Price, however, is far from the only important factor. Other issues include:
  • Specific Features: If you're buying a computer based around non-performance capabilities like a particular type of LCD, integrated Wacom tablet, or for its input/output jacks, it may be worth investing in an extended warranty, especially if the feature set is unique to a certain model or hard to come by.
  • One-Time Deal: If you're buying a system on an unexpected windfall, or paying more than you can normally afford, a warranty may be a good idea, particularly if you don't have a lot of money at the end of the month. True, the extra warranty adds to the cost, but if you don't think you could afford something as nice as what you're about to buy two years down the line, it may be a good idea to spend the extra dough now.
  • High-risk User: Individual OEMs guard failure rate data with their lives, but one tidbit Lenovo exec Ray Gorman dropped in the wake of SquareTrade's survey indirectly points out the wisdom of investing in certain types of systems. According to Gorman, Lenovo would "expect a 10X difference in repair rates between systems bought for [secondary school] students and systems used only in a home office by adults." If you think about that for a second, it implies some nasty things about student failure rates—even if home office systems fail at a measily 2 percent, that's a 20 percent failure rate for student systems.
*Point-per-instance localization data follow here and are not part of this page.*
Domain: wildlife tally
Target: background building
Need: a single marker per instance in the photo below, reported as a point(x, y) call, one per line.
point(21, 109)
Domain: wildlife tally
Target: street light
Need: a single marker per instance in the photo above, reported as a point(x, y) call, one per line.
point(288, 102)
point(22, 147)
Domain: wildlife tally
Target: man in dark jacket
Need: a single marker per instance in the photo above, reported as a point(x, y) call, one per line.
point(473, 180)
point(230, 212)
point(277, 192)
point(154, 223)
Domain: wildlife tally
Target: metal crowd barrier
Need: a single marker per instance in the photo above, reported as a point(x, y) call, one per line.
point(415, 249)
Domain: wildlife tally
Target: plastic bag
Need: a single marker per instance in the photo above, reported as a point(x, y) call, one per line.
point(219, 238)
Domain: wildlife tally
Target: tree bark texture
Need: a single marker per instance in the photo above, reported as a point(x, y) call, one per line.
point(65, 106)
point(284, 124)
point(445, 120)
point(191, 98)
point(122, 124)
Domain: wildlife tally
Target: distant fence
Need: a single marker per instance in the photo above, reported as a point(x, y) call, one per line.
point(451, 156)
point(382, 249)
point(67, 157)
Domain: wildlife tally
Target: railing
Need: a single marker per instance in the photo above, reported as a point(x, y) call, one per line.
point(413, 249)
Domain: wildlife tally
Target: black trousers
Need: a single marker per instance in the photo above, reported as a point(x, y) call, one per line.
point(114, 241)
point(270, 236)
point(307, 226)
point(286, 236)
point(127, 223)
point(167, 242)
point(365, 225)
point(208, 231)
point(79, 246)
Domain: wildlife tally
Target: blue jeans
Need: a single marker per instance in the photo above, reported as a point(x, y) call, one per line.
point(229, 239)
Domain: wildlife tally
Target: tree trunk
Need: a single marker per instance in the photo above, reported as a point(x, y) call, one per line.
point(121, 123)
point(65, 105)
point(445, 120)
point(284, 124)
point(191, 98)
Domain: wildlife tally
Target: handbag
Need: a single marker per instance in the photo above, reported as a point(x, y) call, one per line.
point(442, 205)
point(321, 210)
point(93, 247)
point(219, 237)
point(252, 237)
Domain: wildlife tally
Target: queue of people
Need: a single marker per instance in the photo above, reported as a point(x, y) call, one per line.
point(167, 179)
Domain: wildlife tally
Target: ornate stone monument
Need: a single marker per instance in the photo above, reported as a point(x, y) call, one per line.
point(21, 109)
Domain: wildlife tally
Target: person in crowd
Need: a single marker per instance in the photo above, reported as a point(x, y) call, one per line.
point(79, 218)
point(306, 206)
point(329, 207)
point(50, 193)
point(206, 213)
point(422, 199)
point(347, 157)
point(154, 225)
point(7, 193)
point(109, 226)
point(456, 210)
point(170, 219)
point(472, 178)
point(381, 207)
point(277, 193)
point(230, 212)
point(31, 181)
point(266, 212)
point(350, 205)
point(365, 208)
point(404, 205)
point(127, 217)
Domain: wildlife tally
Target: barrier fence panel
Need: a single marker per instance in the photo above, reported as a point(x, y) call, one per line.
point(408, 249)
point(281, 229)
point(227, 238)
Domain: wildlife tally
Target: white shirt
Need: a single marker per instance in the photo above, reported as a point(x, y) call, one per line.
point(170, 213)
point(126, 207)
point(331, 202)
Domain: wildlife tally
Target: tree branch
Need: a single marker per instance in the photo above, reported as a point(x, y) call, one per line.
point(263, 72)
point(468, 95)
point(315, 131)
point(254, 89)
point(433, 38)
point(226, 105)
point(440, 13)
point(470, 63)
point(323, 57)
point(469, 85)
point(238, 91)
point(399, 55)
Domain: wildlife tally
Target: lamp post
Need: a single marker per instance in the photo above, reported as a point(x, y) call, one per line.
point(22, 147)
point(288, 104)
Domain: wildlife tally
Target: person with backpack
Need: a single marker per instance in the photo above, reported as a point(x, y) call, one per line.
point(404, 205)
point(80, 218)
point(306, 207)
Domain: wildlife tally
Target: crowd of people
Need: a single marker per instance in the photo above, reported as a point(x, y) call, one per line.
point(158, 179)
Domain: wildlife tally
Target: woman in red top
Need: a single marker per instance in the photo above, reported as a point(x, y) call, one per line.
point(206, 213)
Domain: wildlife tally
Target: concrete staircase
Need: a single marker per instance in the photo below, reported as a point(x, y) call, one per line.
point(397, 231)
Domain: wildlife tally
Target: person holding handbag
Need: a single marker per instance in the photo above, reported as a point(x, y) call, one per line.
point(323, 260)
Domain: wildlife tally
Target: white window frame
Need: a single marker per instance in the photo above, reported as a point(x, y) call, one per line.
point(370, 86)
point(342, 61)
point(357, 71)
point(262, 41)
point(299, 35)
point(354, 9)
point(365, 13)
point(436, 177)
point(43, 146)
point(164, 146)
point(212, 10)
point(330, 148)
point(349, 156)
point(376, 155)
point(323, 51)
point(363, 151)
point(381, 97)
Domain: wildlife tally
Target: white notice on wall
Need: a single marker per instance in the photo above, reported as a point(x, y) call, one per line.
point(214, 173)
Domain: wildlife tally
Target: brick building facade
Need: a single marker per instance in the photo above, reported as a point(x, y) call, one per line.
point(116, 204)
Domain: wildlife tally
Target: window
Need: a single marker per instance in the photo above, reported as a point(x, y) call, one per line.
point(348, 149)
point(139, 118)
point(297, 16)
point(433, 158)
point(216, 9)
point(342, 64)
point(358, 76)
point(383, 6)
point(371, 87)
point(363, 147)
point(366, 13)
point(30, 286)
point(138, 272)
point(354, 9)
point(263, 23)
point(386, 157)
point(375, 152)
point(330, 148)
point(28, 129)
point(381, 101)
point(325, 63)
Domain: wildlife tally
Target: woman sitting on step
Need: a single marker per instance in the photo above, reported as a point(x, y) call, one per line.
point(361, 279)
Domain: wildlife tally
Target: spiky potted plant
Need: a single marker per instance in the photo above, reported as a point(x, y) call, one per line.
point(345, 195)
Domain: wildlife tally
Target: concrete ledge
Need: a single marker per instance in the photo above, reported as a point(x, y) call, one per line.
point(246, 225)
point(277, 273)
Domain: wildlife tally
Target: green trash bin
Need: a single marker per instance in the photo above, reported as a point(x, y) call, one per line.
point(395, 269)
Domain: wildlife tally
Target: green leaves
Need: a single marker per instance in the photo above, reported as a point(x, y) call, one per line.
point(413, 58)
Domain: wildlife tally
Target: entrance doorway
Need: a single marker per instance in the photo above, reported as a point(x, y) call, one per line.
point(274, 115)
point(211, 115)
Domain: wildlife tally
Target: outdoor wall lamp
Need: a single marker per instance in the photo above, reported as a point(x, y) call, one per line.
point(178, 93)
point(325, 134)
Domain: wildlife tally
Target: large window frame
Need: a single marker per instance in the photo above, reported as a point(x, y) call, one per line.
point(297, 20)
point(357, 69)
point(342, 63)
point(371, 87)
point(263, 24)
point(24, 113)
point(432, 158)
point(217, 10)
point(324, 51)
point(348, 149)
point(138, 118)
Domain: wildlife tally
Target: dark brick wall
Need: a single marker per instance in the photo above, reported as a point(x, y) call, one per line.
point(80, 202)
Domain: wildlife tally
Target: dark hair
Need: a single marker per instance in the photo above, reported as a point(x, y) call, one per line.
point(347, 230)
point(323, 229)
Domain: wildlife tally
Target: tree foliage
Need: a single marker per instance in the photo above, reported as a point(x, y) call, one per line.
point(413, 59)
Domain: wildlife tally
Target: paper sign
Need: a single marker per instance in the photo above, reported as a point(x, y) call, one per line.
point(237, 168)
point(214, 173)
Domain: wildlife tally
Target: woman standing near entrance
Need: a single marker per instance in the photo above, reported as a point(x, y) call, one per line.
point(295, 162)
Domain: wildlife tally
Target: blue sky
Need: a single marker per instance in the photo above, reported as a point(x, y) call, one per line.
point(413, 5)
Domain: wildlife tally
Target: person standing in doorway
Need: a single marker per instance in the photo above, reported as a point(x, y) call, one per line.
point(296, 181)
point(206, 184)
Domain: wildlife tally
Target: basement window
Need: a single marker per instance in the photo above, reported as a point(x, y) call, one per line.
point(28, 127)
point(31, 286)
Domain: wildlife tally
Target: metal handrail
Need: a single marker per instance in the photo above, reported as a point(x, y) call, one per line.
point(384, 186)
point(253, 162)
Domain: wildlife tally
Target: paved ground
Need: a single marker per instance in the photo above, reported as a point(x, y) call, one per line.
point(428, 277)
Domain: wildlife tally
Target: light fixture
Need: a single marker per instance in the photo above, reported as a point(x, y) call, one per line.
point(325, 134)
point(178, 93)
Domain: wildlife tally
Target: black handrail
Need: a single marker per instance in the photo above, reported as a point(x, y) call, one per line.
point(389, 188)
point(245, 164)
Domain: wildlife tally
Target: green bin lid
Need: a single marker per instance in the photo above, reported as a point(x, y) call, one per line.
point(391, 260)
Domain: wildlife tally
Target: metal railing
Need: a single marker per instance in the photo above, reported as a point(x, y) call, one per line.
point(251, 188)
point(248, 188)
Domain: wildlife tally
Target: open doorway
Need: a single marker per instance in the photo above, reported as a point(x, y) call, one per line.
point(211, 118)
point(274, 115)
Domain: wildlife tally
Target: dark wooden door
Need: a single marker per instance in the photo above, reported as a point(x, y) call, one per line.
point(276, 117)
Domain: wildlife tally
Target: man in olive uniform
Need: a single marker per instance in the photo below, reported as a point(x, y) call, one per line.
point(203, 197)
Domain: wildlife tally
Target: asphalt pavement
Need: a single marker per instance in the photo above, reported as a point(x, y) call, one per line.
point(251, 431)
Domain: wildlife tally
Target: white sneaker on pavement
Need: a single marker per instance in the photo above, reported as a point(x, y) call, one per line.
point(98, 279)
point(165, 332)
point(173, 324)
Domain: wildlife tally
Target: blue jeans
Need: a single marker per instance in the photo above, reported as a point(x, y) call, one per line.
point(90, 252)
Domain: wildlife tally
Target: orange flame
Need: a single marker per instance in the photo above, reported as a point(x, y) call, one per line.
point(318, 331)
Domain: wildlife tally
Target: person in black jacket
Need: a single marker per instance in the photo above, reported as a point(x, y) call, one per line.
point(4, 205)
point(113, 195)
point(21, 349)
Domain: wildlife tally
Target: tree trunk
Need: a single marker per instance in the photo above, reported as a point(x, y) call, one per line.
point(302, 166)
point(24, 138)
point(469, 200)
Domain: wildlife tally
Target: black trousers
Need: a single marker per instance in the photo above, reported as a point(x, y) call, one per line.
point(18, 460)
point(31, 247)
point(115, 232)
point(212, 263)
  • Upgrade Cycles: Before you fork over additional dough, take a moment and consider your own upgrade preferences/previous upgrade cycles. If you tend to replace a laptop every two years, three year coverage may be wasteful. If, on the other hand, you typically replace your main but hand the laptop over to a rug rat, it may be worth paying for a little extra coverage, especially if you're buying a nice system that could have a useful lifespan of 4 years or so.
If you're curious about the manufacturer-specific failure data, it's in the latter half of SquareTrade's report. Again, Apple is something of an outlier: The company's average ASPs are nearly three times higher than its competitors ($1400 per notebook, as compared to $569 for a Windows laptop). SquareTrade makes no mention of Apple one way or the other, but the fact that the manufacturer lands squarely in the middle of the pack implies that consumers who go Apple in the hopes of buying reliability may be chugging snake oil.

Lenovo was rather grumpy about its rating and challenged SquareTrade's methodology, as reported here—SquareTrade then answered Lenovo's rebuttal with additional commentary. Asus and Toshiba come out in first place in the company's manufacturer report, while Gateway and HP bring up the rear.